Published: 6 October 2012



Retinoic acid (RA) is a biologically active derivative of vitamin A. Previous studies have demonstrated that RA has protective effects against damage caused by H2O2 or oxygen-glucose deprivation in mesangial and PC12 cells. Pretreatment with 9-cis-retinoic acid (9cRA) reduced infarction and TUNEL labeling in cerebral cortex as well as attenuated neurological deficits after distal middle cerebral artery occlusion in rats. The purpose of this study was to examine a protective role of 9cRA in dopaminergic (DA) neurons in a typical rodent model of Parkinson’s disease (PD).


The protective role of 9cRA was first examined in rat primary ventromesencephalic culture. Treatment with 9cRA significantly reduced 6-hydroxydopamine (6-OHDA)-mediated cell death and TUNEL labeling in cultured dopaminergic neurons. The protective effect was also examined in adult male rats. Animals received unilateral 6-OHDA lesioning at the left medial forebrain bundle on day 0. Methamphetamine -induced rotational behavior was examined on days 6, 20 and 30 after lesioning. Animals were separated into 2 groups to balance rotational behavior and lesion extent on day 6 and were treated with either 9cRA or vehicle (i.c.v. on day 7 + intra-nasal from day 8 to day 14).
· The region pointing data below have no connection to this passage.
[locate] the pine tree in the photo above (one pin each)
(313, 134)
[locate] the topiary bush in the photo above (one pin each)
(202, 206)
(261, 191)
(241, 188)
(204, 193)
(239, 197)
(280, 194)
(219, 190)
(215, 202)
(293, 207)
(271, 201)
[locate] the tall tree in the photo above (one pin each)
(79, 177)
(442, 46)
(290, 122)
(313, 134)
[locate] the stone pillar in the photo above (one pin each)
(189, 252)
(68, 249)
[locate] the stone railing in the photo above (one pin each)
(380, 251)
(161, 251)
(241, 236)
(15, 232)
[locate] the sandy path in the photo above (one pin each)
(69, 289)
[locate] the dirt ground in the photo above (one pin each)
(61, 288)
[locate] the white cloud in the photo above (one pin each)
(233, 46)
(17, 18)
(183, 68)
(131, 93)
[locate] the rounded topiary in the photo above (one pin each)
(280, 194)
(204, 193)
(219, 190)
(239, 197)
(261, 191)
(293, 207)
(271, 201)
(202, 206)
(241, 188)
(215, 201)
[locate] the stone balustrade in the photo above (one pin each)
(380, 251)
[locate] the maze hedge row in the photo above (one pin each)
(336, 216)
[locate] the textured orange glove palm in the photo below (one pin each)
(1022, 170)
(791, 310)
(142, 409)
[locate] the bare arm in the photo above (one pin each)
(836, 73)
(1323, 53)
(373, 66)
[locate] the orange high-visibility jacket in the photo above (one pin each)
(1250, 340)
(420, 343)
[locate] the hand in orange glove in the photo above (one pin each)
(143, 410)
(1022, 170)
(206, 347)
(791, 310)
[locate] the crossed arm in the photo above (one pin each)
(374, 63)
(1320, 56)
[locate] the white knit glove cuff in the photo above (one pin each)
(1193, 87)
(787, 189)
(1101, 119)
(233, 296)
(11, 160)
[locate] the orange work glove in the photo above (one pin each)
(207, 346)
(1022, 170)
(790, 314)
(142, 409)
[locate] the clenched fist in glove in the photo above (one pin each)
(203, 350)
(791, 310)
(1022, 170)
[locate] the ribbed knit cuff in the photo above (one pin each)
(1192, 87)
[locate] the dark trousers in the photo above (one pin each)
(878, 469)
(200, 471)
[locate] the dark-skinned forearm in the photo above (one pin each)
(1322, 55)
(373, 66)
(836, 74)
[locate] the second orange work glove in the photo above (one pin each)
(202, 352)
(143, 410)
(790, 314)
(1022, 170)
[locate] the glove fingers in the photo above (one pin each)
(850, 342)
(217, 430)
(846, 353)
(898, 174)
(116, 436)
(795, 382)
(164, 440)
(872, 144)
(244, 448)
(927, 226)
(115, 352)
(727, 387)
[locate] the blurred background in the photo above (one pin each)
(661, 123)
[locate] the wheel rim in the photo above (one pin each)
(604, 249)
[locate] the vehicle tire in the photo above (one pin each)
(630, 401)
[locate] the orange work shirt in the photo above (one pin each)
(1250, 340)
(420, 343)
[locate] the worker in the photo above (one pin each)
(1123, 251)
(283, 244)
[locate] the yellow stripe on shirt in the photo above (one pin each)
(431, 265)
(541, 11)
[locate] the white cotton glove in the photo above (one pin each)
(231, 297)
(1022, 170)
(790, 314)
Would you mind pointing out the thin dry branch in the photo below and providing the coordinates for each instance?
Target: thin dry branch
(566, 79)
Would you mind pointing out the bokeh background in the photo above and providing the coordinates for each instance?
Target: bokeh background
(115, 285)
Post-treatment with 9cRA significantly reduced methamphetamine –mediated ipislateral rotation at 20 and 30 days after lesioning. In vivo voltammetry was used to examine DA overflow in striatum. Treatment with 9cRA significantly increased KCl -evoked DA release in the lesioned striatum. 9cRA also increased tyrosine hydroxylase (+) cell number in the lesioned nigra as determined by unbiased stereology.


Our data suggests that early post-treatment with 9cRA has a protective effect against neurodegeneration in nigrostriatal DA neurons in an animal model of PD.